For this one I also went with 3 different prompt sets: first up just class names, second a photo of classname, and third a photo of classname landscape.

It is interesting that the “a photo of” prompts are better. It really does seem like CLIP has some dependence there. Otherwise, things look good. If we look at the misclassifications, I’m mostly on CLIP’s side here.

It is pretty cool that you can get 90+ accuracy in a task having done precisely zero work.
Verifying the banana claims
Lastly, I had a look at this fruits dataset, it looks like undergrad project or something but the OpenAI blog post does make some banana related claims.

Also this is something I could see popping up, where you get a small collection of product/industrial images and need to bang out a quick classifier.

Some of these are pretty tricky, I’m not sure how well I would do, stuff like apple hit vs apple rotten is maybe a bit unfair. Also that pear is pretty rotten as well. Anyway,

Yeah, that’s not too bad all things considered. Complete chaos in the apple quadrant and some cucumber/zucchini, golden apple/pear mixups but that’s not unreasonable.
It was at this point I realised I had left the prompts as “a photo of classname” which meant this was with the “apple_braeburn” style class names with the underscores still.

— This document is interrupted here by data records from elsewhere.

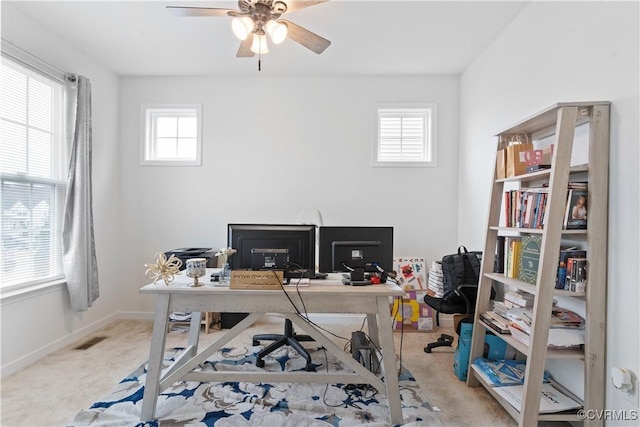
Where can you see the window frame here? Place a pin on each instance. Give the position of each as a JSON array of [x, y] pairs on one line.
[[147, 131], [429, 143], [46, 74]]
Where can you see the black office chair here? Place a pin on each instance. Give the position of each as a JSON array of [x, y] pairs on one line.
[[461, 301], [289, 338]]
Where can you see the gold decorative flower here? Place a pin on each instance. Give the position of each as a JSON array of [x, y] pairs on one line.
[[165, 268]]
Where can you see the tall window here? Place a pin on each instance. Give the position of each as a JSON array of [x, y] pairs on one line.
[[32, 176], [405, 136], [171, 135]]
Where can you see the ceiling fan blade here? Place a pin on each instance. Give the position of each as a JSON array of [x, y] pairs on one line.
[[244, 51], [294, 5], [306, 38], [199, 11]]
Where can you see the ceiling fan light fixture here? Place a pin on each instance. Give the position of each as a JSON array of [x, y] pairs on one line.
[[259, 44], [242, 27], [277, 30]]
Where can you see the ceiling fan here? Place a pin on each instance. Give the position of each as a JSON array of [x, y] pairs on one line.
[[257, 18]]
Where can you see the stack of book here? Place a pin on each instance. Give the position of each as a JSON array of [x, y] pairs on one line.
[[498, 319], [566, 272], [435, 283], [525, 208], [506, 377], [566, 328], [512, 249]]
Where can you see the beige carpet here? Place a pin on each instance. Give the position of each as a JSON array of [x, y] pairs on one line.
[[53, 390]]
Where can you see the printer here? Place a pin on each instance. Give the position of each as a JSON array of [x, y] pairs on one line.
[[183, 254]]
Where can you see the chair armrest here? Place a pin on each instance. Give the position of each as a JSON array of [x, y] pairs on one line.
[[464, 297]]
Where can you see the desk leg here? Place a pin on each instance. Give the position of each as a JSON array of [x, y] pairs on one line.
[[389, 360], [156, 355], [194, 331], [373, 329]]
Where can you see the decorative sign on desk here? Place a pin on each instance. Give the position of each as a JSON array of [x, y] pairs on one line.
[[256, 279], [411, 313]]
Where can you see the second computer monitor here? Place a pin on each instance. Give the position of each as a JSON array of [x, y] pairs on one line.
[[343, 249]]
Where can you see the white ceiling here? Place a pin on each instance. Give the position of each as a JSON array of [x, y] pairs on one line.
[[368, 37]]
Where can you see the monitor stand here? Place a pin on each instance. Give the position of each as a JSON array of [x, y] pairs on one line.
[[355, 278]]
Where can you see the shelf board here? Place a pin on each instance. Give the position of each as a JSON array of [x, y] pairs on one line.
[[549, 117], [552, 353], [544, 173], [534, 230], [528, 287], [558, 416]]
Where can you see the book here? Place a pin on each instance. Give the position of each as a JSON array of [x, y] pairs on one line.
[[501, 373], [565, 254], [578, 280], [519, 299], [534, 168], [576, 210], [551, 399], [572, 270], [529, 259], [495, 322], [513, 256]]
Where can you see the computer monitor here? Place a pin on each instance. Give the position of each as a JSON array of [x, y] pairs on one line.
[[291, 248], [344, 249]]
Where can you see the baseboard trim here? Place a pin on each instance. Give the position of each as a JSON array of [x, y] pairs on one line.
[[23, 362]]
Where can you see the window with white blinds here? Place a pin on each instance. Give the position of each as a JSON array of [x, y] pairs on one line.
[[405, 136], [32, 176], [171, 135]]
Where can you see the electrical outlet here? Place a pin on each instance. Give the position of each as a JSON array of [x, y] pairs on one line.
[[632, 395]]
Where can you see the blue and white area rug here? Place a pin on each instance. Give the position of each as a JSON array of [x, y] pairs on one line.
[[247, 404]]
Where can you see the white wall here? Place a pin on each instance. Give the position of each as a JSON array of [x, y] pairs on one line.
[[276, 146], [555, 52], [36, 324]]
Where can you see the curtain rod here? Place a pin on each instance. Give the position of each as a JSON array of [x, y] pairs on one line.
[[31, 61]]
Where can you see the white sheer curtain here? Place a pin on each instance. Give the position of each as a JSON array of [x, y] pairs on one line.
[[79, 254]]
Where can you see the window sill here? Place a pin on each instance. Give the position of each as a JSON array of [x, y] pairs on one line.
[[12, 296], [403, 164]]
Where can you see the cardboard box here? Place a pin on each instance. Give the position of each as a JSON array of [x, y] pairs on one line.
[[516, 159], [501, 164], [252, 279]]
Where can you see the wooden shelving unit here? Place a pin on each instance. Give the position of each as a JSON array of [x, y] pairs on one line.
[[558, 122]]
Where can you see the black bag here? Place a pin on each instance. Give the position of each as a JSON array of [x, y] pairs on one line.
[[461, 268]]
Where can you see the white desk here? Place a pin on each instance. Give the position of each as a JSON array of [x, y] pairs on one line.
[[321, 296]]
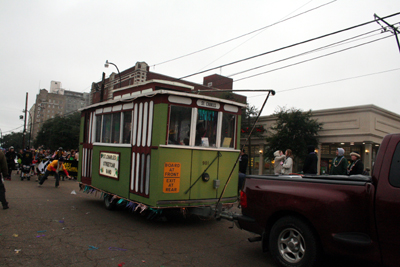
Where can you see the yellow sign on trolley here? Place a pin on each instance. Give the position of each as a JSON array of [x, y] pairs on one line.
[[172, 175]]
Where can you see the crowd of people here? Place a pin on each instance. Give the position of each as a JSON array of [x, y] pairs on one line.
[[32, 157], [340, 166]]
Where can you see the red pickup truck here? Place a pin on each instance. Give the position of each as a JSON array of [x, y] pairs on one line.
[[298, 218]]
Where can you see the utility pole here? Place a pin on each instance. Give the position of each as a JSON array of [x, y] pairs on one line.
[[24, 133], [102, 87], [394, 29]]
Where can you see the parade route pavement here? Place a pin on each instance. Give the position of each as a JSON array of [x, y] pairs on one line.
[[48, 226]]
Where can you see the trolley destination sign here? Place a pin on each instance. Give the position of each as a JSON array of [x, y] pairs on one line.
[[109, 164], [172, 174]]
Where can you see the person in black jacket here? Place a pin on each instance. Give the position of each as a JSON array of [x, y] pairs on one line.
[[311, 161], [10, 157], [356, 166]]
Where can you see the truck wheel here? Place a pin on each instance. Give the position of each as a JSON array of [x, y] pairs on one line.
[[293, 243], [110, 205]]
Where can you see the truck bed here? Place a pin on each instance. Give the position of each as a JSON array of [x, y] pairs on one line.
[[328, 179]]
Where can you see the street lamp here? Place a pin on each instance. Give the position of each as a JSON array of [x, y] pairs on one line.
[[106, 65]]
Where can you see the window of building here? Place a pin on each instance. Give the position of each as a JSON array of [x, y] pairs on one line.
[[206, 128], [179, 125], [228, 130]]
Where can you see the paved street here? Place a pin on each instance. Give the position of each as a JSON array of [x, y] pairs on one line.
[[49, 226]]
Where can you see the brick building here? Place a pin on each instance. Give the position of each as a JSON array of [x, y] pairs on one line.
[[140, 79]]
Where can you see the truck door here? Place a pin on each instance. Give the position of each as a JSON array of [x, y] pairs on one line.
[[388, 202]]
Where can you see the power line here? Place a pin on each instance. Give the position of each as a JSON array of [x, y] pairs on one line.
[[300, 62], [255, 36], [307, 52], [243, 35], [286, 47], [334, 81]]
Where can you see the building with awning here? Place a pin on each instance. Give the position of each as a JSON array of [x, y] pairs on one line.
[[357, 128]]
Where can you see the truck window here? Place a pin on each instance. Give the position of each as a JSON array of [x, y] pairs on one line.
[[179, 125], [394, 175]]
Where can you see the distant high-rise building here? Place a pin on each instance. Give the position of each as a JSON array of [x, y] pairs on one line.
[[56, 102]]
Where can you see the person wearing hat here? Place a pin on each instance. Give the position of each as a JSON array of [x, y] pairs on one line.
[[311, 161], [53, 168], [59, 153], [356, 166], [339, 164], [10, 157]]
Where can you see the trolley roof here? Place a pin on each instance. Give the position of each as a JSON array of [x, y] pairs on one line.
[[163, 92]]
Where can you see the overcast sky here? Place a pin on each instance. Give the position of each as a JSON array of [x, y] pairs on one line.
[[69, 41]]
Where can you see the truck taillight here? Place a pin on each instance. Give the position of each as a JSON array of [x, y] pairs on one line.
[[243, 199]]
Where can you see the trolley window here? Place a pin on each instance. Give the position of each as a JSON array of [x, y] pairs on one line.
[[116, 127], [228, 130], [106, 133], [179, 125], [98, 128], [206, 128], [127, 115]]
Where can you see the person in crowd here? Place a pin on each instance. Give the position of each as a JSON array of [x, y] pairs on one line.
[[10, 158], [53, 168], [27, 158], [59, 153], [243, 162], [4, 171], [278, 161], [39, 157], [366, 171], [71, 155], [33, 163], [339, 163], [311, 161], [356, 166], [19, 159], [287, 167]]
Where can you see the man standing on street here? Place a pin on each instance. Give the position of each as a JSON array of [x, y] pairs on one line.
[[4, 171], [10, 156]]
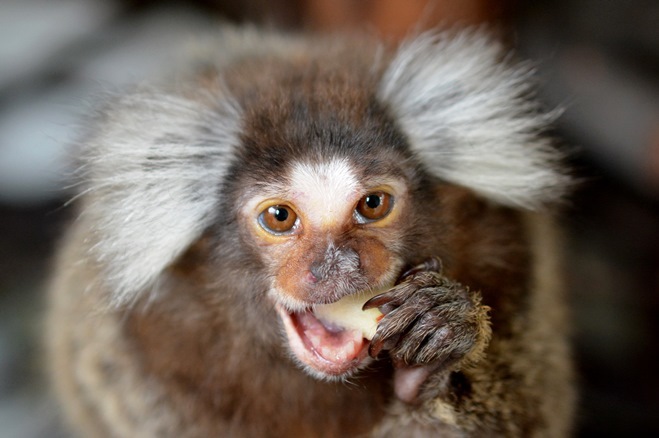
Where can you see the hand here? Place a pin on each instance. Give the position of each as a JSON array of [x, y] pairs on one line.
[[430, 323]]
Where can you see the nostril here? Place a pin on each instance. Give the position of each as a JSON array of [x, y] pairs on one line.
[[316, 271], [311, 277]]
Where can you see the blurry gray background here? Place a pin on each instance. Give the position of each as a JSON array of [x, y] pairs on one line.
[[598, 59]]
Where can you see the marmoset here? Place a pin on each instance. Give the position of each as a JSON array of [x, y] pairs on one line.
[[224, 211]]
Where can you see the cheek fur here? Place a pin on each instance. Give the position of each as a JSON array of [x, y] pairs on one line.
[[292, 270], [375, 259]]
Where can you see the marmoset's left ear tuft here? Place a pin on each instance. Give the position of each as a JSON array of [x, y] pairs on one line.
[[468, 115]]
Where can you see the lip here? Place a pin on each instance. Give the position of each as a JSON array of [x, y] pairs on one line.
[[327, 352]]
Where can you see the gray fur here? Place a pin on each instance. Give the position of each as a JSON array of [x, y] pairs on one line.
[[467, 114]]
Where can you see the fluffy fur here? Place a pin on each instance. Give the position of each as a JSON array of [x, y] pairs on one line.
[[162, 310]]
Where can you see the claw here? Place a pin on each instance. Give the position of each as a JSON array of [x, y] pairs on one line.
[[377, 301], [433, 264]]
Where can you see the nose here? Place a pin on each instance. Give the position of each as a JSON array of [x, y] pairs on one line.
[[335, 261]]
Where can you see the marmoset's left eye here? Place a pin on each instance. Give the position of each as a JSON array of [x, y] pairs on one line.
[[374, 206]]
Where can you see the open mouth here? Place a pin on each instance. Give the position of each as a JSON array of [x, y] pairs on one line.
[[326, 349]]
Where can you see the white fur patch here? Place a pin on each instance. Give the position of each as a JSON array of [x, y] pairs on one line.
[[152, 173], [326, 192], [467, 114]]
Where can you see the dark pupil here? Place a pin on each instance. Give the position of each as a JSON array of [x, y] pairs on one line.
[[373, 201], [281, 214]]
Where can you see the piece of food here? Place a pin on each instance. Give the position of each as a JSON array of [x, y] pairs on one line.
[[347, 313]]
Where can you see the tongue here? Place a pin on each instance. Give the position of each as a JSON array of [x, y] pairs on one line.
[[331, 343]]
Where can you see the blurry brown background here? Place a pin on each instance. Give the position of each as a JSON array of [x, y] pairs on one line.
[[597, 59]]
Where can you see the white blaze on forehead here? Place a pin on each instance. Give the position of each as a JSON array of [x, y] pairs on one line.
[[325, 192]]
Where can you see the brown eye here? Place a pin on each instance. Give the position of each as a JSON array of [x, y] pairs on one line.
[[278, 219], [374, 206]]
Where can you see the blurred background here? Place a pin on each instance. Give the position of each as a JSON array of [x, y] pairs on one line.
[[598, 59]]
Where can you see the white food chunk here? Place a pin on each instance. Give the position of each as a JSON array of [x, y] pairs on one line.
[[347, 313]]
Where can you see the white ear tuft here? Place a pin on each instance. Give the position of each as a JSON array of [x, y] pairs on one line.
[[152, 173], [467, 114]]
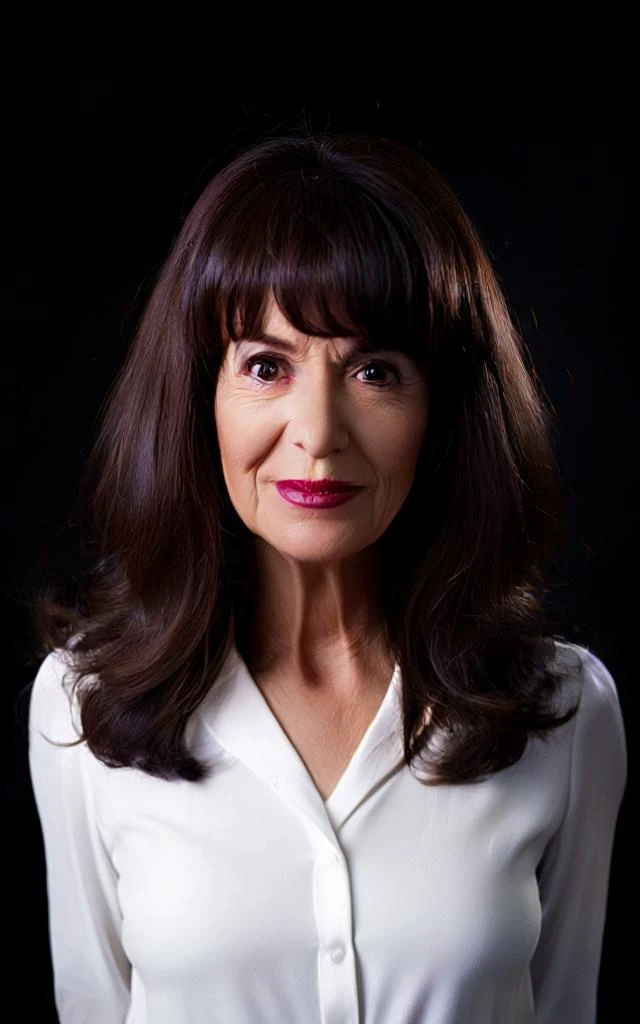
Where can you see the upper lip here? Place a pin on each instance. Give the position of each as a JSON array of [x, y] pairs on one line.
[[313, 486]]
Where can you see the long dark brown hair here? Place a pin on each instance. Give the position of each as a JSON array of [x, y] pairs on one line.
[[352, 235]]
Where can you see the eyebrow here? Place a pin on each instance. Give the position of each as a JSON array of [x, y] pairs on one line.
[[289, 346]]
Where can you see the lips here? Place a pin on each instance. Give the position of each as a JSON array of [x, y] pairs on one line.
[[327, 486]]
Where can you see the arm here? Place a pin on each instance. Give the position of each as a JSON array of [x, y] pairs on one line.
[[573, 872], [90, 970]]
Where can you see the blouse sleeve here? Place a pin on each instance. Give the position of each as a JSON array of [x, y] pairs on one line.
[[91, 973], [573, 872]]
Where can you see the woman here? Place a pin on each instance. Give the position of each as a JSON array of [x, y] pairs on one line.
[[325, 761]]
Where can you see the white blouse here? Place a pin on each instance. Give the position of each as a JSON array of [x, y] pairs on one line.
[[248, 899]]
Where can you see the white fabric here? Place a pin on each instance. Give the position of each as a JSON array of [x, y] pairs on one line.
[[248, 899]]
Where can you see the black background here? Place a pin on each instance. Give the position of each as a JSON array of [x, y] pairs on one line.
[[114, 121]]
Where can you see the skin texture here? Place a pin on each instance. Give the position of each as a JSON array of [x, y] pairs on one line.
[[316, 619]]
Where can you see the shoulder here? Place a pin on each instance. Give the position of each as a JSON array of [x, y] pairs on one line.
[[53, 707], [587, 678], [598, 728]]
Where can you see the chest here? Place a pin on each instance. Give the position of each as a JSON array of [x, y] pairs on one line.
[[326, 732]]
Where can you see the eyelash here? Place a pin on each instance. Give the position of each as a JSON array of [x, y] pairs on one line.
[[265, 357]]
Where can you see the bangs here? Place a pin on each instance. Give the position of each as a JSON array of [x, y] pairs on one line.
[[337, 260]]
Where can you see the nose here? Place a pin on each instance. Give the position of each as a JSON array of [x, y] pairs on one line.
[[318, 415]]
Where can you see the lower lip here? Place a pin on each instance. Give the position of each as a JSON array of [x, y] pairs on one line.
[[309, 501]]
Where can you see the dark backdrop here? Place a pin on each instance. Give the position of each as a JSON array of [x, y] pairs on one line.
[[115, 120]]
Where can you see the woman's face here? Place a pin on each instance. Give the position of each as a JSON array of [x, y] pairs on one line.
[[320, 410]]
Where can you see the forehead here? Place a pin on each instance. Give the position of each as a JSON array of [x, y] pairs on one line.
[[274, 327]]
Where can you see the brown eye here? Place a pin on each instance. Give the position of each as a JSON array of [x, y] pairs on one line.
[[384, 368], [264, 360]]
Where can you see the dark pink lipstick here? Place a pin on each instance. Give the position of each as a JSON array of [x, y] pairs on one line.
[[317, 494]]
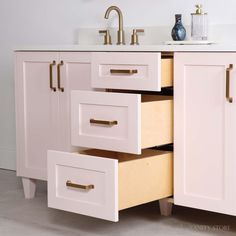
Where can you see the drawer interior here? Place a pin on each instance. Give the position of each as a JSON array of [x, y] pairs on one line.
[[157, 120], [142, 178]]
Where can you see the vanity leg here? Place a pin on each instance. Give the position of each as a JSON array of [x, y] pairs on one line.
[[29, 186], [166, 206]]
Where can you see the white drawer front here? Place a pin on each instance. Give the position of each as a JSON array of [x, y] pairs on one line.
[[88, 108], [100, 201], [118, 70], [119, 181]]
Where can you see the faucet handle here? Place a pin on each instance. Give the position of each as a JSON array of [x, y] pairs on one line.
[[107, 36], [134, 36]]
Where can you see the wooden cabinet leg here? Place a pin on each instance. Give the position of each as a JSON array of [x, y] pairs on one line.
[[29, 186], [165, 206]]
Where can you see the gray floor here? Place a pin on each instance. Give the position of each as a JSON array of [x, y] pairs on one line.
[[32, 217]]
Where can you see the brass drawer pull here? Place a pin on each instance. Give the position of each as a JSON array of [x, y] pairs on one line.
[[79, 186], [59, 76], [51, 76], [228, 97], [103, 122], [128, 72]]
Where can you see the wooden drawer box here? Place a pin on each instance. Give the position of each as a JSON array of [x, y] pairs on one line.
[[120, 122], [132, 71], [100, 183]]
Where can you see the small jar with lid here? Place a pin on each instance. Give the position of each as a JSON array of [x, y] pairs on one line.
[[199, 25]]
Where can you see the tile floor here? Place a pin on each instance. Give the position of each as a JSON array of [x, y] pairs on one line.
[[20, 217]]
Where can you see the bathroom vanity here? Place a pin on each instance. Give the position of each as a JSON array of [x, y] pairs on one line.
[[92, 121]]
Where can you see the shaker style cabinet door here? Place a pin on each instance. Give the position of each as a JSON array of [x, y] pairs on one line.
[[205, 131], [36, 111], [43, 84], [73, 73]]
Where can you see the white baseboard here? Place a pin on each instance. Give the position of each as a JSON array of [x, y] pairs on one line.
[[7, 159]]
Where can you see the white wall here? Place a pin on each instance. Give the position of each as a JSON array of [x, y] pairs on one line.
[[31, 22]]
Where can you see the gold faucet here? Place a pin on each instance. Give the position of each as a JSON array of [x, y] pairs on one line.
[[120, 32]]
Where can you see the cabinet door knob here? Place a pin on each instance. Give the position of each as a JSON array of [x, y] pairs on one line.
[[228, 97], [51, 76], [79, 186], [103, 122], [59, 76]]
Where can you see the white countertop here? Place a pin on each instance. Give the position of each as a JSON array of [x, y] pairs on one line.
[[129, 48]]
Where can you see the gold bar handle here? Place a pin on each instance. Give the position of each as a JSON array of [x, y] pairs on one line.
[[79, 186], [59, 76], [104, 122], [128, 72], [51, 76], [228, 97]]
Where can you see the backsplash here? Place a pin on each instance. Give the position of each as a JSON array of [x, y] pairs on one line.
[[154, 35]]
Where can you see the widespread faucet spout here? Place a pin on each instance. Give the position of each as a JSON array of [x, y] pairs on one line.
[[120, 32]]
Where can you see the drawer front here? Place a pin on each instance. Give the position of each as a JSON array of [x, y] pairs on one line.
[[109, 121], [135, 71], [83, 184]]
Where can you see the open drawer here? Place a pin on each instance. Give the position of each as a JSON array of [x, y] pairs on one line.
[[120, 121], [132, 71], [100, 183]]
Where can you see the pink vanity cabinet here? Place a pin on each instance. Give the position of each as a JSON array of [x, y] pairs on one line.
[[205, 131], [121, 125], [43, 82]]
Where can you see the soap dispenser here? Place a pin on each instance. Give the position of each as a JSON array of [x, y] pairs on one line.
[[199, 24]]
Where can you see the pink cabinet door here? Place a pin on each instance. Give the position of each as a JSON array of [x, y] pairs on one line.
[[74, 71], [36, 112], [42, 114], [205, 132]]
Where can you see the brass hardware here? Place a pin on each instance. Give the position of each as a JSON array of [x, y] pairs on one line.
[[228, 97], [134, 36], [59, 76], [79, 186], [129, 72], [103, 122], [120, 32], [51, 76], [107, 36]]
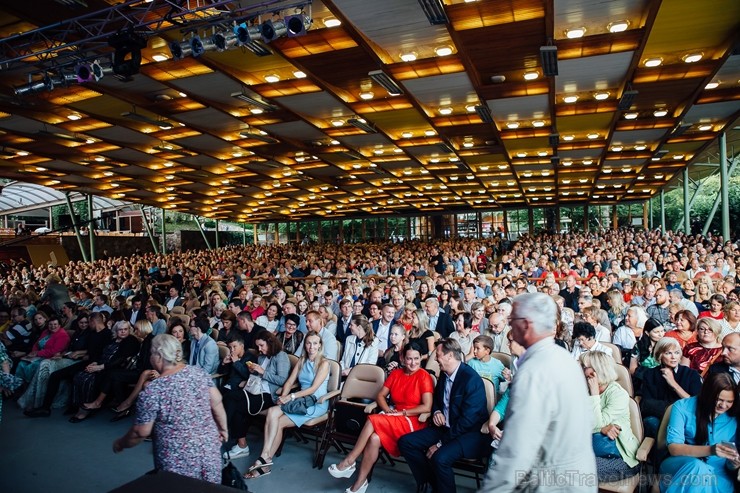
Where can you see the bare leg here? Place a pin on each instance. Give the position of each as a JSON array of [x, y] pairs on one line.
[[359, 448], [369, 457]]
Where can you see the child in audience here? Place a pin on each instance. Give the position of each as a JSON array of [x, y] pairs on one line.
[[482, 362]]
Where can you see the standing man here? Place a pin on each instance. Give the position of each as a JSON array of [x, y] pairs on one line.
[[439, 321], [458, 412], [547, 442], [571, 293]]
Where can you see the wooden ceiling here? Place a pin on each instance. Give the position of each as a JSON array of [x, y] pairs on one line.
[[300, 158]]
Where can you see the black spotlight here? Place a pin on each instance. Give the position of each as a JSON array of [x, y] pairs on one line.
[[84, 73], [127, 57], [296, 24], [196, 46]]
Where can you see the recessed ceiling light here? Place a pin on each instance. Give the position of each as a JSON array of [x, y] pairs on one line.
[[618, 26], [653, 62], [692, 57], [331, 22], [576, 32]]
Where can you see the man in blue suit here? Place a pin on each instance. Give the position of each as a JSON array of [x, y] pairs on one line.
[[458, 413]]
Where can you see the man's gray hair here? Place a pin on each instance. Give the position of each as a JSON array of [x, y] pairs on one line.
[[540, 309]]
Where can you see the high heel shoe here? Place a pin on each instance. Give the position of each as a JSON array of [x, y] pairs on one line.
[[342, 473], [361, 489], [121, 415]]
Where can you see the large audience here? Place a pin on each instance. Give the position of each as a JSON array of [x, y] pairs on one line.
[[262, 322]]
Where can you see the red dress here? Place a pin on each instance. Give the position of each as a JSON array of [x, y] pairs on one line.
[[406, 391]]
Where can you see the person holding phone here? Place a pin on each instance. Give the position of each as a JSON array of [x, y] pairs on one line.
[[700, 437]]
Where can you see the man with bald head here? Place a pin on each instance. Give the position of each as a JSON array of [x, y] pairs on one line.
[[730, 357]]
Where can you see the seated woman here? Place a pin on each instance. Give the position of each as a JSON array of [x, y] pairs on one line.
[[707, 349], [665, 384], [86, 384], [291, 339], [643, 351], [421, 334], [273, 366], [52, 342], [116, 382], [615, 446], [178, 409], [312, 373], [203, 349], [393, 357], [361, 346], [410, 389], [698, 432], [584, 340], [464, 334], [685, 332]]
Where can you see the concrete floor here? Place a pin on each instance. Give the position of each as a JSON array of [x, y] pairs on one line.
[[50, 454]]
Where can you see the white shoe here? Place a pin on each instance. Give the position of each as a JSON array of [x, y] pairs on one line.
[[342, 473], [236, 451], [361, 489]]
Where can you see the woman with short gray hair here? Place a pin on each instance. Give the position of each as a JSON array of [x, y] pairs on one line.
[[184, 410]]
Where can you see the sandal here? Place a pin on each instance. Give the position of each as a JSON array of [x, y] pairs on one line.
[[257, 472], [260, 463]]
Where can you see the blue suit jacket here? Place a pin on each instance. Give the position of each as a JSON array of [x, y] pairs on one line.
[[468, 408]]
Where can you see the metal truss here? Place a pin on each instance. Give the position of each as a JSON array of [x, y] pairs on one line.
[[77, 38]]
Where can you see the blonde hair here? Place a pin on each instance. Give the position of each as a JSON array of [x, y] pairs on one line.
[[168, 348], [603, 365]]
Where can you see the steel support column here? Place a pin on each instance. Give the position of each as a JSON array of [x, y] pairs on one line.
[[724, 186], [149, 229], [203, 233], [74, 225], [91, 227], [662, 210]]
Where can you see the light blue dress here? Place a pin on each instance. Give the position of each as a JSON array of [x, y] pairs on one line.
[[692, 474], [305, 379]]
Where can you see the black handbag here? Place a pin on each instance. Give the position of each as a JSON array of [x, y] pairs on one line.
[[299, 405], [230, 476]]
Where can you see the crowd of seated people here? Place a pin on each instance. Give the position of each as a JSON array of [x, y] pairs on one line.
[[663, 305]]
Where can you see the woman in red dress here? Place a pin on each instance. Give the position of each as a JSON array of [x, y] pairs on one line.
[[410, 388]]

Fixing that somehow that made things worse though, so buyer beware.
Conclusion
Depending on your dataset you could probably get a ton of mileage out of CLIP in a zero-shot setting. But I feel like a lot of the time transfer learning a resnet Or convnext! is gonna get you further. I’m still super impressed though and it’s crazy that you can get 90+ accuracy on tasks the model has never seen while still being able to do all these other tasks.
This has just given me a ton of ideas so we’ll probably revisit this soon.